To reinforce the value of images and correct results, data augmentation and data enhancement methods are applied. Data are extracted from the original dataset using data augmentation techniques, including horizontal flips, width shifts, height shifts, and rotations. All the limits of improving secondhand work in this place are proved in Table 2. After countenance improves, the dataset is raised. The concept frames elicited one frame per second from the original videos that determine 35,768 countenances per season. Then, the representation is downsampled into 32 × 64 pixels, and each countenance is convinced for silver scale representation. The dataset is partitioned into two parts. The individual is prepared, and the added individual is the experimenter agreeing to the control. The test dataset consisted 3,569 images in each season which is previously unseen when train going through the tunnels and waiting in the train station. The total dataset details are given in Table 3.
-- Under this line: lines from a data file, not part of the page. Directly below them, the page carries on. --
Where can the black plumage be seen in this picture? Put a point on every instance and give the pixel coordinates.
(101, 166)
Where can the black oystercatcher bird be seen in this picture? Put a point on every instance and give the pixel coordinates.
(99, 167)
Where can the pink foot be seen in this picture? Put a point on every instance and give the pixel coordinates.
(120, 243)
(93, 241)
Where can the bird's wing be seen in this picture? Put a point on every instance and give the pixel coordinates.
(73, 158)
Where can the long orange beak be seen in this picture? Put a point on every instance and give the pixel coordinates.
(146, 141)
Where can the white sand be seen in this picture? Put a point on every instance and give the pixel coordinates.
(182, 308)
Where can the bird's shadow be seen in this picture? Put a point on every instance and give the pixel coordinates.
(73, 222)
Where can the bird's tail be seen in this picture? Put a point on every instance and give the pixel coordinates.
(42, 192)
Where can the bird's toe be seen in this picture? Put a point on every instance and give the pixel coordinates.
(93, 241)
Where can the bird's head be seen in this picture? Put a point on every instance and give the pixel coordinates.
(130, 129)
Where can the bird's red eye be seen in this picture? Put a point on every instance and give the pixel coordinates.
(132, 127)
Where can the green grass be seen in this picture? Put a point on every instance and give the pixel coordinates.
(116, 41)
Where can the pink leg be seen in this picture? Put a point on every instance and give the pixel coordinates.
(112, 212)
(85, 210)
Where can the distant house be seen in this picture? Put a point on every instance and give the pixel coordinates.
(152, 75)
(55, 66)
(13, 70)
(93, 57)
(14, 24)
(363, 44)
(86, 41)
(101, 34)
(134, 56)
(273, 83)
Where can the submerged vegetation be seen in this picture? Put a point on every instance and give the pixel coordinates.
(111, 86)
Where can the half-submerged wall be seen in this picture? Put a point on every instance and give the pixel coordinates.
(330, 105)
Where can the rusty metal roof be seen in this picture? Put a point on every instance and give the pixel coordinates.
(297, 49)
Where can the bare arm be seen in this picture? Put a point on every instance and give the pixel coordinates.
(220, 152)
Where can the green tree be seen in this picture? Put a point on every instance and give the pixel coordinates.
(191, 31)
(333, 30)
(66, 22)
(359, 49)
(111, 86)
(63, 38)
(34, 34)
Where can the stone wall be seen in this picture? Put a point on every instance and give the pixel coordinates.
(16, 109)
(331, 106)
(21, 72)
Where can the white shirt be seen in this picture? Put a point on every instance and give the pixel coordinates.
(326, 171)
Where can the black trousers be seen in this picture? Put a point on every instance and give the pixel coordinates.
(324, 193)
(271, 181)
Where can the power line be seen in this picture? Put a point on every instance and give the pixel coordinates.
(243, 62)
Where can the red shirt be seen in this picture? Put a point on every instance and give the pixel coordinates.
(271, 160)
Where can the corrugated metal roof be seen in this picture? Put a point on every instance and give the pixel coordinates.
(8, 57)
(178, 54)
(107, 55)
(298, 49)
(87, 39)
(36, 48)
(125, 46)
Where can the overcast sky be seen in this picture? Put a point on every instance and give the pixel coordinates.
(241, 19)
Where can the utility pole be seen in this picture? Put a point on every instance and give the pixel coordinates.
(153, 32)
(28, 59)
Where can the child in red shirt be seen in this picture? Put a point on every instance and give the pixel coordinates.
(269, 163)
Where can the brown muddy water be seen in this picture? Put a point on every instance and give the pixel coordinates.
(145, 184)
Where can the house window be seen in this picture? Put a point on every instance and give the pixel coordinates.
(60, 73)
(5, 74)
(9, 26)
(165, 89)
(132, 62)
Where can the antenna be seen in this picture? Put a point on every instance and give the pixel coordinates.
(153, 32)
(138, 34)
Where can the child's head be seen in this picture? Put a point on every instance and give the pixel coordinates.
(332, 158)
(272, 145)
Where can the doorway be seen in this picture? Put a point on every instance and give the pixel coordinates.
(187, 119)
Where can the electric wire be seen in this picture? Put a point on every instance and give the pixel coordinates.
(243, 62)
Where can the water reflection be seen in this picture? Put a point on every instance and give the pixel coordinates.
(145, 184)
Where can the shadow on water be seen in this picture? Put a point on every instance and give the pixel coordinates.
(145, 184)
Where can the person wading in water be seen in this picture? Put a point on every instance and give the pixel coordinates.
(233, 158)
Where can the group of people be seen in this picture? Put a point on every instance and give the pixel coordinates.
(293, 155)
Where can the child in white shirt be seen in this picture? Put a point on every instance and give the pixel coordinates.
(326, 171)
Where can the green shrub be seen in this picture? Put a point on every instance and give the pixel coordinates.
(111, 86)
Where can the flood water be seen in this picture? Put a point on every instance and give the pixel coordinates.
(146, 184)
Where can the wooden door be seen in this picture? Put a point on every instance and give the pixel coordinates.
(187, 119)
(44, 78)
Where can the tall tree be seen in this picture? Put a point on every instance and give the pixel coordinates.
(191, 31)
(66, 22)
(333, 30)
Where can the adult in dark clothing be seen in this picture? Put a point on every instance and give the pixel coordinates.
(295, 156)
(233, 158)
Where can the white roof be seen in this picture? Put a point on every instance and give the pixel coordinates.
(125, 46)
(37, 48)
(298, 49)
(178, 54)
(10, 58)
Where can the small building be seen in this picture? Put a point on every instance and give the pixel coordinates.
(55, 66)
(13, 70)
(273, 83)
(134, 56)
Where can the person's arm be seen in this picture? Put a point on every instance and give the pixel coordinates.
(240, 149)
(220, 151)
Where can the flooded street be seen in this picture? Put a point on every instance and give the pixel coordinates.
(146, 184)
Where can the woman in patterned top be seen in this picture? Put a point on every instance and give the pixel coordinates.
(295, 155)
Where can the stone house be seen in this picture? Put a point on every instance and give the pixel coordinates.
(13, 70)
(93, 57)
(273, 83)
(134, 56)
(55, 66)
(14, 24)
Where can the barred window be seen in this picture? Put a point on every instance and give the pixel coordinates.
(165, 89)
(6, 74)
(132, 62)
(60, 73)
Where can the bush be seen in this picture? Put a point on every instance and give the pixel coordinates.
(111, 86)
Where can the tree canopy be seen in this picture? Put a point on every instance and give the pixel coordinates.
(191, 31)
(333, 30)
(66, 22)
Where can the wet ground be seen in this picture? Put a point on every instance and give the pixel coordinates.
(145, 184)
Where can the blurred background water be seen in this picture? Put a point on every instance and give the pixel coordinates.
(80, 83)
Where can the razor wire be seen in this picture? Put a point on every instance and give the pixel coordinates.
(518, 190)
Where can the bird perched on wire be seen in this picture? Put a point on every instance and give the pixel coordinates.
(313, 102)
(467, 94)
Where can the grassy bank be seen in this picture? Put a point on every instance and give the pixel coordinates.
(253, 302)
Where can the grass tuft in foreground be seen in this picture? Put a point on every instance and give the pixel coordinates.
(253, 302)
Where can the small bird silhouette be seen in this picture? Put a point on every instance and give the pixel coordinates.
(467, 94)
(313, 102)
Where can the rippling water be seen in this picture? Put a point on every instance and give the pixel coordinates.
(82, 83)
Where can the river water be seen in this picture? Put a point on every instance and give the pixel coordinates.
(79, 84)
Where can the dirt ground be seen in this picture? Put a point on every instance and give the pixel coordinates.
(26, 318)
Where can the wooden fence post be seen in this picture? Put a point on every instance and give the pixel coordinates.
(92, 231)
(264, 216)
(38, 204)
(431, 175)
For this work, we have chosen 6 test datasets from the Nordland dataset, and all the selected datasets are shown in Table 4. Each dataset contains the image sequences from the two different seasons. The interpretation of the term “summer–fall” dataset is that the robot has visited the place in the summer and revisited the area in the fall season. This same interpretation applies to all the other datasets.

3.2. Selected Method

3.2.1. Baseline Algorithm

Lowry and Milford [1] showed that the PCA could be used to retrieve robust representations of the scenes by directly applying the PCA to the intensity images. The idea of this algorithm is demonstrated in Figure 2.

Figure 2 shows that the condition-dependent features of the scenes are associated with the first few principal components. So, by discarding the first few principal components and choosing the subsequent principal components, the condition-independent or condition-invariant features can be learned.

(1) Principle Component Analysis (PCA). Principal component analysis (PCA) is a dimensionality reduction algorithm in which a large number of variables are described by a smaller number of variables without a major loss of information; i.e., the low-dimensional data will still be able to explain the original data. For example, an object can be described by numerous properties. PCA tries to summarize the properties of an object by finding a low-dimensional linear subspace onto which the data can be projected. To this end, PCA tries to preserve the maximum possible variance in the data. The first principal component holds the most significant possible variance direction, and the second component contains the second-largest variance direction, and so on.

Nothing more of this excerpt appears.